As the title says LOL


----------



## Guest (Oct 1, 2012)

That they can, but only as a treat (obviously lol) due to the salt content 
My rats share my popcorn with me


----------



## LittlePaws AnimalRescue (Sep 11, 2012)

You can get little corn cobs that you pop yourself in the microwave, the popcorn can be given to all small animals and then I usually give the left over cob (that still has bits of popcorn stuck to it) to the gerbils to gnaw on.

They are these ones
Popcorn - Corn Cobs - £2.70 : ratRations.com


----------



## polishrose (Oct 26, 2011)

I'll have to get some of those 

I've got some salted and sweet popcorn left over from yesterday(the stuff you do yourself in the microwave) and thought they might like some-how much should I give?Syrian hamster, gerbil and 3 mice.


----------



## LittlePaws AnimalRescue (Sep 11, 2012)
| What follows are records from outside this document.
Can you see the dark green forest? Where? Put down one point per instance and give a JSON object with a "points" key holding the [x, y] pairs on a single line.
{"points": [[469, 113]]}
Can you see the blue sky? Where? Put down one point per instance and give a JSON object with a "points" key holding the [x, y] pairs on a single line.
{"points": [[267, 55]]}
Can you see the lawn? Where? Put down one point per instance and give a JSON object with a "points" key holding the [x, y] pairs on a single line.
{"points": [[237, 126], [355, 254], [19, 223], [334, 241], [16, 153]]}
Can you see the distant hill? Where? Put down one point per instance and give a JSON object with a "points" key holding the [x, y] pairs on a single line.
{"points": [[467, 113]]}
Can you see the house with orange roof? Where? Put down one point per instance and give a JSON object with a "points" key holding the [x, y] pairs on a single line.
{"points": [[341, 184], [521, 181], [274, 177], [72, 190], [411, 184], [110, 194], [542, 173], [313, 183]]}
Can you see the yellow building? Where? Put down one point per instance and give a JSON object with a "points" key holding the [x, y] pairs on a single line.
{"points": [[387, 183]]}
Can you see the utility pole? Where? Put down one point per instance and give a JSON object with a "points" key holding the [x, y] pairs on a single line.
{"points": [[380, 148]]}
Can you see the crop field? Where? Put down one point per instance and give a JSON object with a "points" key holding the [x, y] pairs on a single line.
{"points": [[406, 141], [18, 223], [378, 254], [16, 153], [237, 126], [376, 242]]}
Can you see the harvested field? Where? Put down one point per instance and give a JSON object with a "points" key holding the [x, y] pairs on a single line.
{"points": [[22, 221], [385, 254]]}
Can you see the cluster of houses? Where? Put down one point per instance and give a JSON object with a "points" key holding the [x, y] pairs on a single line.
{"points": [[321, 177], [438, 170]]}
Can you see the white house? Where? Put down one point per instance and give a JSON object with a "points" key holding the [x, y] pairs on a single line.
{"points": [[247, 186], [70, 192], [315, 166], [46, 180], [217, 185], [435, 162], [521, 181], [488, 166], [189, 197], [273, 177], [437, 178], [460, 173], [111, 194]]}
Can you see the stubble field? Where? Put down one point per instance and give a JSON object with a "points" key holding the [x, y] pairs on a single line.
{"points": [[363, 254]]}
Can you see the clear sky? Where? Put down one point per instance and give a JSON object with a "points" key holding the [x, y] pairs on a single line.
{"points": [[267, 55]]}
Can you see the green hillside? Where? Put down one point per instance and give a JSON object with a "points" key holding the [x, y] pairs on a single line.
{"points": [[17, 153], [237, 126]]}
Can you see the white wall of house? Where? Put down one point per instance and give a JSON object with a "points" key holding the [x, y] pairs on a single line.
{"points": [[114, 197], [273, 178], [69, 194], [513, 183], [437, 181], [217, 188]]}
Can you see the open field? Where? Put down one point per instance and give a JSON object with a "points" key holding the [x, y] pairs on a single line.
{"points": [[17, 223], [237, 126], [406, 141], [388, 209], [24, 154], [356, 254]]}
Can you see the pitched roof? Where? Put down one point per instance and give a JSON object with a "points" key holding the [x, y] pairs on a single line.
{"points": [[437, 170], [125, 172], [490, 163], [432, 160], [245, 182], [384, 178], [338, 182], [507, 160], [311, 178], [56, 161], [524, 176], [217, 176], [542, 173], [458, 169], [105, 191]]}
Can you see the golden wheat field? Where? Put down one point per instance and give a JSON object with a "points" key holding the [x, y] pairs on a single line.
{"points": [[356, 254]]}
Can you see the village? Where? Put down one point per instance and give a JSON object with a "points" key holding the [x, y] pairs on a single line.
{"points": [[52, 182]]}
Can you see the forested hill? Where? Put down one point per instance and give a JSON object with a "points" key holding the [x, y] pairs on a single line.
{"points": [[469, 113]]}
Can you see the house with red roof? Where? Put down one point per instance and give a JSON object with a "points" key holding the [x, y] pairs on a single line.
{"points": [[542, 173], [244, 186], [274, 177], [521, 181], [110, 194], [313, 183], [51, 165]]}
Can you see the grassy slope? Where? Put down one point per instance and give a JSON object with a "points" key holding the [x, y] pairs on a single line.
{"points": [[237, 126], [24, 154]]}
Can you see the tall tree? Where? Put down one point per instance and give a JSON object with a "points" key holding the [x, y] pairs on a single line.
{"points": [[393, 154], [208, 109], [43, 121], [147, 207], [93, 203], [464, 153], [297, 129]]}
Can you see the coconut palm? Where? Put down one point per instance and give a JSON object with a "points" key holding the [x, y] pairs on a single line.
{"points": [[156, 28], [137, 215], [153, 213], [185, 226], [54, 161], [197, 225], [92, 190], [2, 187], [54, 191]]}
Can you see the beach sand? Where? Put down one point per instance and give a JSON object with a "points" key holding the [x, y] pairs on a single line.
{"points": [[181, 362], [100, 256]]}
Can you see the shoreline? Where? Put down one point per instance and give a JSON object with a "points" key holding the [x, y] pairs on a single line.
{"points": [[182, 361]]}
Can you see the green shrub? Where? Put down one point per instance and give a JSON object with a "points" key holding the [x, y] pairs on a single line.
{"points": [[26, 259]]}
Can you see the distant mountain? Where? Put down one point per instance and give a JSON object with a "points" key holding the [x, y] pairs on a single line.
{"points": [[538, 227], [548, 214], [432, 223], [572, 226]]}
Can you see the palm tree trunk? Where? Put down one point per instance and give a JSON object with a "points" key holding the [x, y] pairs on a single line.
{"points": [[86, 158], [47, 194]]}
Probably just 1 piece each of the stuff you have popped (the salt and sweet ones) it is just a treat so a small amount will do 

With the cobs I have linked to, the pieces come out really small and as they have no sugar/salt on them I usually just scatter a tablespoon full round the cages.


----------



## GerbilNik (Apr 1, 2011)

I also use the stuff you pop yourself. However, if I'm eating the already popped stuff myself I normally give mine a small piece each.


----------



## TimothyTheGerbil (Aug 22, 2021)

polishrose said:


> I'll have to get some of those
> 
> I've got some salted and sweet popcorn left over from yesterday(the stuff you do yourself in the microwave) and thought they might like some-how much should I give?Syrian hamster, gerbil and 3 mice.


DO NOT give your gerbil any popcorn which has salt, sugar, artificial sweeteners or flavourings on it because these can be harmful to your gerbil and especially microwave popcorn has lots of these in it. If you want to give your gerbil popcorn I recommend getting plain popcorn kernels and cooking them with very minimal sunflower seed oil and if any excess oil is on the popcorn after you can soak it up with a paper towel. However, even then popcorn holds almost no nutritional value and should only be given to your gerbil very occasionally. I hope this helps


----------



## TimothyTheGerbil (Aug 22, 2021)

TimothyTheGerbil said:


> DO NOT give your gerbil any popcorn which has salt, sugar, artificial sweeteners or flavourings on it because these can be harmful to your gerbil and especially microwave popcorn has lots of these in it. If you want to give your gerbil popcorn I recommend getting plain popcorn kernels and cooking them with very minimal sunflower seed oil and if any excess oil is on the popcorn after you can soak it up with a paper towel. However, even then popcorn holds almost no nutritional value and should only be given to your gerbil very occasionally. I hope this helps


Haha sorry I just realised that your post was quite a long time ago, but i hope this information is still useful for any current gerbil gerbil owners.


----------



## Stephanie Wood (Jul 24, 2021)

I'd buy actual small animal popcorn. Then you have no worries! Mine loves it


----------